Pratiques N°78 Essence et sens du soin

Les métiers du soin devraient être pensés dans la perspective des attentes et besoins de la population, ce qui exigerait une politique qui prenne en compte la santé dans toutes ses dimensions. Or, la restructuration profonde des lieux et modes d’exercice et la dégradation des conditions de travail des soignants posent plus que jamais la question du sens de leurs missions. Il en est de la santé comme de toute la sphère publique et privée : l’inversion des priorités, la suprématie de la marchandisation causent des dommages conséquents sur le vivre ensemble et la santé des personnes.
Qu’attendent les patients et quelles sont les aspirations professionnelles des soignants ?
Malgré la dégradation profonde des conditions de soins, il subsiste chez la plupart des soignants des valeurs positives comme la solidarité, la compétence, l’attention à l’autre, le respect, l’éthique. Comment faire pour que ces aspects soient revalorisés et surplombent l’idéologie budgétaire ?
A l’hôpital, la segmentation des actes pratiqués, l’approche analytique comptable obligent à saucissonner les patients pour soigner leurs organes. Ces choix ont des effets collatéraux conséquents sur le contenu des soins ainsi que sur les priorités qui s’imposent, au grand dam des soignants comme des patients. Les médecins généralistes ne sont pas épargnés par ce changement de paradigme qui impose la segmentation des actes en lien avec leurs revenus.

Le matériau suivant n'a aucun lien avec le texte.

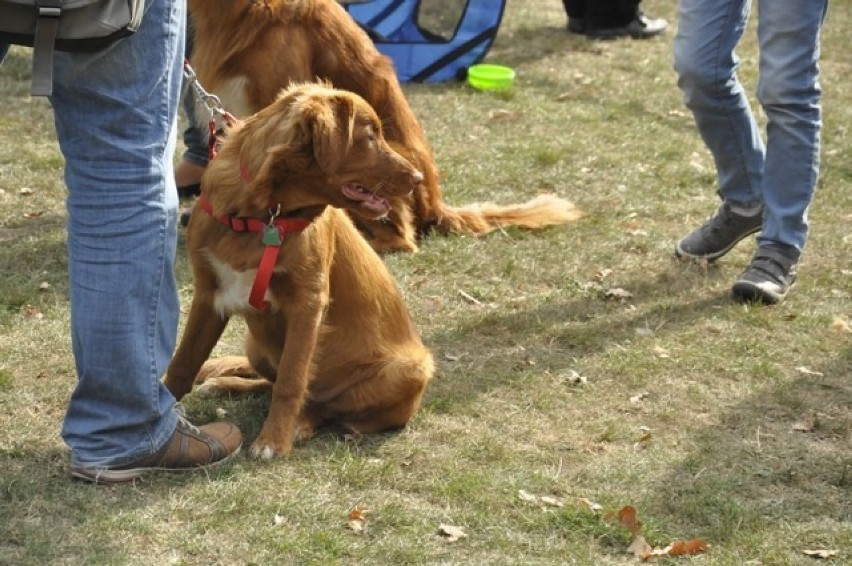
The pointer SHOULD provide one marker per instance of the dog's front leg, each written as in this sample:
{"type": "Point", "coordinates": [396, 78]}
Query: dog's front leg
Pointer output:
{"type": "Point", "coordinates": [290, 389]}
{"type": "Point", "coordinates": [203, 328]}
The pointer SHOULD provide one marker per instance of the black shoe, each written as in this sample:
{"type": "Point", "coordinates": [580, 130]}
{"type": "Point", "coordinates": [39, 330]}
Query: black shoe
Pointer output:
{"type": "Point", "coordinates": [717, 236]}
{"type": "Point", "coordinates": [642, 27]}
{"type": "Point", "coordinates": [576, 25]}
{"type": "Point", "coordinates": [189, 191]}
{"type": "Point", "coordinates": [769, 276]}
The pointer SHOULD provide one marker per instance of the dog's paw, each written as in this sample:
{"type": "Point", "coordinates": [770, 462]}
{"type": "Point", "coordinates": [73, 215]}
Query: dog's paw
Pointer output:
{"type": "Point", "coordinates": [208, 388]}
{"type": "Point", "coordinates": [267, 451]}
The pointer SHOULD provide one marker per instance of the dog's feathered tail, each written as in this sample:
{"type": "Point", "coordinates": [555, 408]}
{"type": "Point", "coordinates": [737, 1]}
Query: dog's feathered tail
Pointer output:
{"type": "Point", "coordinates": [485, 217]}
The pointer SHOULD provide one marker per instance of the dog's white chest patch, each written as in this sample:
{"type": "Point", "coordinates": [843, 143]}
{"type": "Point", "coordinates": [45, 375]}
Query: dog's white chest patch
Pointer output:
{"type": "Point", "coordinates": [234, 288]}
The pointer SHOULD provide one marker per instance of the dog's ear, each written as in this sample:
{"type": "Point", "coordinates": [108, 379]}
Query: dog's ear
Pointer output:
{"type": "Point", "coordinates": [329, 123]}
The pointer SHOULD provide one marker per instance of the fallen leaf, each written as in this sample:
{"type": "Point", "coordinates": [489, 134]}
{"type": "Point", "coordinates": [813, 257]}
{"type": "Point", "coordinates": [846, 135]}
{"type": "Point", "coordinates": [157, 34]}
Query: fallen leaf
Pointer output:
{"type": "Point", "coordinates": [574, 378]}
{"type": "Point", "coordinates": [806, 371]}
{"type": "Point", "coordinates": [643, 442]}
{"type": "Point", "coordinates": [644, 331]}
{"type": "Point", "coordinates": [357, 521]}
{"type": "Point", "coordinates": [627, 518]}
{"type": "Point", "coordinates": [469, 298]}
{"type": "Point", "coordinates": [684, 547]}
{"type": "Point", "coordinates": [619, 294]}
{"type": "Point", "coordinates": [640, 397]}
{"type": "Point", "coordinates": [639, 547]}
{"type": "Point", "coordinates": [501, 114]}
{"type": "Point", "coordinates": [526, 496]}
{"type": "Point", "coordinates": [552, 501]}
{"type": "Point", "coordinates": [820, 553]}
{"type": "Point", "coordinates": [661, 352]}
{"type": "Point", "coordinates": [591, 505]}
{"type": "Point", "coordinates": [451, 532]}
{"type": "Point", "coordinates": [603, 274]}
{"type": "Point", "coordinates": [840, 325]}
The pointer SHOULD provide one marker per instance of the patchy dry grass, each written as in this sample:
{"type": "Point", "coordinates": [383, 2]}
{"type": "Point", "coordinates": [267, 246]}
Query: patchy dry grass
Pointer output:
{"type": "Point", "coordinates": [749, 409]}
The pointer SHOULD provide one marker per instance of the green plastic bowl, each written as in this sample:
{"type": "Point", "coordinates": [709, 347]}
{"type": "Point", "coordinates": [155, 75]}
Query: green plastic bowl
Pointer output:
{"type": "Point", "coordinates": [490, 77]}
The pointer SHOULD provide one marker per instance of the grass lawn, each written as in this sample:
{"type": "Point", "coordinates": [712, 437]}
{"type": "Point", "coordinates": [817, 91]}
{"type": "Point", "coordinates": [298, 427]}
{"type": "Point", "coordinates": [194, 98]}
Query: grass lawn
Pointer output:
{"type": "Point", "coordinates": [581, 369]}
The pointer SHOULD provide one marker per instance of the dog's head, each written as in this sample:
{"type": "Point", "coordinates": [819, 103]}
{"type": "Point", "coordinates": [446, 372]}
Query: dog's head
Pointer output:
{"type": "Point", "coordinates": [316, 145]}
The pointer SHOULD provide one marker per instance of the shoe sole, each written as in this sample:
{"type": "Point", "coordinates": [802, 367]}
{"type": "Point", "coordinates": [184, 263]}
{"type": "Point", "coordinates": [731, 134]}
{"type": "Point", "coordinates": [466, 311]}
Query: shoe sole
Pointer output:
{"type": "Point", "coordinates": [749, 292]}
{"type": "Point", "coordinates": [107, 476]}
{"type": "Point", "coordinates": [680, 253]}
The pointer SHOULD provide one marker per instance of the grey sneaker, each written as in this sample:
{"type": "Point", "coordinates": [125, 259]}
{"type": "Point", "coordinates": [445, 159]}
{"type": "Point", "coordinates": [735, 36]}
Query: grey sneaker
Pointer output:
{"type": "Point", "coordinates": [640, 27]}
{"type": "Point", "coordinates": [718, 235]}
{"type": "Point", "coordinates": [769, 276]}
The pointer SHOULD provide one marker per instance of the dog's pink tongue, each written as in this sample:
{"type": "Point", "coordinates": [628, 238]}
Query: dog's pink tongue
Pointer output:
{"type": "Point", "coordinates": [371, 201]}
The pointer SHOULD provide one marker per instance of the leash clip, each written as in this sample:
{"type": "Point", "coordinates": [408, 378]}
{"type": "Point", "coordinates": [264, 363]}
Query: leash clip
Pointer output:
{"type": "Point", "coordinates": [271, 234]}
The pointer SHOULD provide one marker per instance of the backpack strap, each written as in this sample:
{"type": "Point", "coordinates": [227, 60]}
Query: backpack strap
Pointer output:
{"type": "Point", "coordinates": [47, 26]}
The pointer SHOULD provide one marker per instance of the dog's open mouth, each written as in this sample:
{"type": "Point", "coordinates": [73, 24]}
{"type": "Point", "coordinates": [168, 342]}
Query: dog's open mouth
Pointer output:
{"type": "Point", "coordinates": [372, 202]}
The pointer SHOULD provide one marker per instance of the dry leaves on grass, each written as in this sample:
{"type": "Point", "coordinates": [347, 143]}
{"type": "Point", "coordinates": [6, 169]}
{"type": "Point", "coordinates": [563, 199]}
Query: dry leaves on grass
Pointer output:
{"type": "Point", "coordinates": [357, 520]}
{"type": "Point", "coordinates": [451, 532]}
{"type": "Point", "coordinates": [640, 548]}
{"type": "Point", "coordinates": [840, 325]}
{"type": "Point", "coordinates": [820, 553]}
{"type": "Point", "coordinates": [541, 500]}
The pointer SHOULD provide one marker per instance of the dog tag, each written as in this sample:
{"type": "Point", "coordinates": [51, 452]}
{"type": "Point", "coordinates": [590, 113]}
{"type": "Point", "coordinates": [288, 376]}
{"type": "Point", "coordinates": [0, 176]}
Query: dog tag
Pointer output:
{"type": "Point", "coordinates": [271, 237]}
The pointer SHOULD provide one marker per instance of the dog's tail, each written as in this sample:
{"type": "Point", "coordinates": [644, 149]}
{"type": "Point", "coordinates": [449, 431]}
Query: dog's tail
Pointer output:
{"type": "Point", "coordinates": [481, 218]}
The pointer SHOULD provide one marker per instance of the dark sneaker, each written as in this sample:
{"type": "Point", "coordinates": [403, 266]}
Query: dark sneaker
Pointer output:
{"type": "Point", "coordinates": [718, 235]}
{"type": "Point", "coordinates": [641, 27]}
{"type": "Point", "coordinates": [770, 275]}
{"type": "Point", "coordinates": [190, 448]}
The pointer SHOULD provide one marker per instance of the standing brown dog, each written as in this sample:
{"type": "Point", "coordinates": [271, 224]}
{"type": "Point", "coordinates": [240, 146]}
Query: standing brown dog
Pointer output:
{"type": "Point", "coordinates": [245, 51]}
{"type": "Point", "coordinates": [328, 331]}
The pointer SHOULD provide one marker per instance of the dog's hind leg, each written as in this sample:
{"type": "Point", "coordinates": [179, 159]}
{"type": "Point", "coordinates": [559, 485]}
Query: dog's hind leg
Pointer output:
{"type": "Point", "coordinates": [228, 365]}
{"type": "Point", "coordinates": [383, 402]}
{"type": "Point", "coordinates": [222, 384]}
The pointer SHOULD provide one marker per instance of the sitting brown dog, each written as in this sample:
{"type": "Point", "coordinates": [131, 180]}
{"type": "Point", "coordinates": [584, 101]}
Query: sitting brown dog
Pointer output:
{"type": "Point", "coordinates": [327, 328]}
{"type": "Point", "coordinates": [246, 51]}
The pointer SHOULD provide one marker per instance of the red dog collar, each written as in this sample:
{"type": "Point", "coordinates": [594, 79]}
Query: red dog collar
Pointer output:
{"type": "Point", "coordinates": [272, 234]}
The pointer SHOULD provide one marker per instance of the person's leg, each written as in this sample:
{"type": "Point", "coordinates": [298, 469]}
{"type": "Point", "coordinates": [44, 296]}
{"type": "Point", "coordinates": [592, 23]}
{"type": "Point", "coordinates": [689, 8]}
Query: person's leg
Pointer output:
{"type": "Point", "coordinates": [789, 92]}
{"type": "Point", "coordinates": [115, 113]}
{"type": "Point", "coordinates": [706, 64]}
{"type": "Point", "coordinates": [194, 160]}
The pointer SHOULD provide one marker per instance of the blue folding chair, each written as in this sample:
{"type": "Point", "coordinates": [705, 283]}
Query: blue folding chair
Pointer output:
{"type": "Point", "coordinates": [420, 55]}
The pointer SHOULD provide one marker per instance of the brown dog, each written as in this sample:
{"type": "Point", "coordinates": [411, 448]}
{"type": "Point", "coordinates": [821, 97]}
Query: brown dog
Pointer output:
{"type": "Point", "coordinates": [245, 51]}
{"type": "Point", "coordinates": [330, 333]}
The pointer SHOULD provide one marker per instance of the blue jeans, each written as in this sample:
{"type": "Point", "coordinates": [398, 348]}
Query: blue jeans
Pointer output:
{"type": "Point", "coordinates": [782, 174]}
{"type": "Point", "coordinates": [115, 113]}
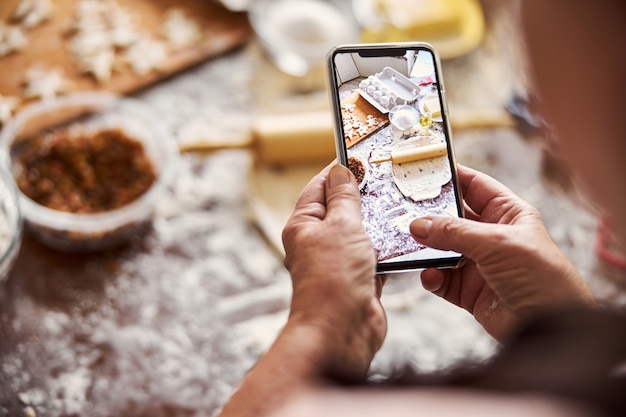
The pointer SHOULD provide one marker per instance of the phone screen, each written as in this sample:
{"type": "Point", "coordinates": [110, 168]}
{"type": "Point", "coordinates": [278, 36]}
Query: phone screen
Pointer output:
{"type": "Point", "coordinates": [392, 131]}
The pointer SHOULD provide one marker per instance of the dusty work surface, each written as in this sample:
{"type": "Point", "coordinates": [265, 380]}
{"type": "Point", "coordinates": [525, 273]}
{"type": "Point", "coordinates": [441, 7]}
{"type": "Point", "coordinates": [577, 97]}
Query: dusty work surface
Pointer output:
{"type": "Point", "coordinates": [169, 325]}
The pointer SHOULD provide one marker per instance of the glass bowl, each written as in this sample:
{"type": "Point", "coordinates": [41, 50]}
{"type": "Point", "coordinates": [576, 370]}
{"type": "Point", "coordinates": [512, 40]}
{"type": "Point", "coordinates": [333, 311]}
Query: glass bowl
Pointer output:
{"type": "Point", "coordinates": [10, 223]}
{"type": "Point", "coordinates": [91, 112]}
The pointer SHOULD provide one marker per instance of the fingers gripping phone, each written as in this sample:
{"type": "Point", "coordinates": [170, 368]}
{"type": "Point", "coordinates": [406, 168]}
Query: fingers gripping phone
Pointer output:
{"type": "Point", "coordinates": [392, 131]}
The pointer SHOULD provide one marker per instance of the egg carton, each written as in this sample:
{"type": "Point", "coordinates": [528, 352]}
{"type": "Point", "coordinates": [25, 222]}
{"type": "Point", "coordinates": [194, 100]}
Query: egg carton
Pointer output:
{"type": "Point", "coordinates": [388, 89]}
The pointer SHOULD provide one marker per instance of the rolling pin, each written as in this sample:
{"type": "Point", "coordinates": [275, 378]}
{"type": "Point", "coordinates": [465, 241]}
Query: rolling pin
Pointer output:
{"type": "Point", "coordinates": [293, 138]}
{"type": "Point", "coordinates": [282, 138]}
{"type": "Point", "coordinates": [413, 154]}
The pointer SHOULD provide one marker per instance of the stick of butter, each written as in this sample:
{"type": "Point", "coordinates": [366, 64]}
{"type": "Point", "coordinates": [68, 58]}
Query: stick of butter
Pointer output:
{"type": "Point", "coordinates": [412, 154]}
{"type": "Point", "coordinates": [432, 106]}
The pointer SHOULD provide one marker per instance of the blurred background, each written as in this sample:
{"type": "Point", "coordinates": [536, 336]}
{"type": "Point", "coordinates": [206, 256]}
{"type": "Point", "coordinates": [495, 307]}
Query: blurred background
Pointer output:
{"type": "Point", "coordinates": [169, 322]}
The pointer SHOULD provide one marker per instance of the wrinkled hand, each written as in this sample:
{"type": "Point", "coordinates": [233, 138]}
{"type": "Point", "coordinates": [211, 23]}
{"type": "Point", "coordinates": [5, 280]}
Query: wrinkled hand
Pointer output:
{"type": "Point", "coordinates": [513, 268]}
{"type": "Point", "coordinates": [332, 265]}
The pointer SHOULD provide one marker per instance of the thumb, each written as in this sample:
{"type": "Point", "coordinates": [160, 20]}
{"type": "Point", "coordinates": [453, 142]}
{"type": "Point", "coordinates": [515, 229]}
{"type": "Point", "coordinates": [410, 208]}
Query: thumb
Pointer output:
{"type": "Point", "coordinates": [342, 194]}
{"type": "Point", "coordinates": [456, 234]}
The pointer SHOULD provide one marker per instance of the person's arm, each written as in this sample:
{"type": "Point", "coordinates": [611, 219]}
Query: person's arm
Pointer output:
{"type": "Point", "coordinates": [514, 269]}
{"type": "Point", "coordinates": [336, 323]}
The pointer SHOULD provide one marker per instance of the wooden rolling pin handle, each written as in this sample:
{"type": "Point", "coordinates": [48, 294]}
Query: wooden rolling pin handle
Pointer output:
{"type": "Point", "coordinates": [417, 153]}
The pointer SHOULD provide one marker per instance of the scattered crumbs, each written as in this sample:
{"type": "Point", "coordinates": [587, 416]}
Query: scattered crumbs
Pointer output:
{"type": "Point", "coordinates": [8, 105]}
{"type": "Point", "coordinates": [31, 13]}
{"type": "Point", "coordinates": [29, 411]}
{"type": "Point", "coordinates": [12, 39]}
{"type": "Point", "coordinates": [179, 30]}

Les soignants se sont laissé déposséder de l’essence du soin, ils se sont inclinés à leur corps défendant devant la rentabilité exigée qui a profondément dégradé leur propre estime de leur travail. Soigner se réduit alors à traiter.
Quels changements pourraient donner une place respectable et active à ceux qui souffrent ?
Les auteurs, soignants de différents lieux et métiers, montrent par la diversité de leurs approches et de leurs expériences comment ils font pour faire face à ce que la médecine traite désormais comme « quantité négligeable ». Certains soignants font preuve d’une inventivité remarquable pour répondre à une demande de soins très différente de celle pour laquelle ils ont été formés, qu’il s’agisse d’accompagner les migrants, victimes de situations de non droit, ou d’assurer le suivi des toxicomanes dont la conception des soins a radicalement changé avec les traitements de substitution.
Sauver les métiers de la santé (et préserver ceux qui les exercent) exige de remettre d’urgence le sens du soin sur le devant de la scène. Le repenser à partir des valeurs de solidarité permettrait aux soignants de retrouver le courage et le plaisir d’exercer, une « révolution » à laquelle il est urgent de s’atteler.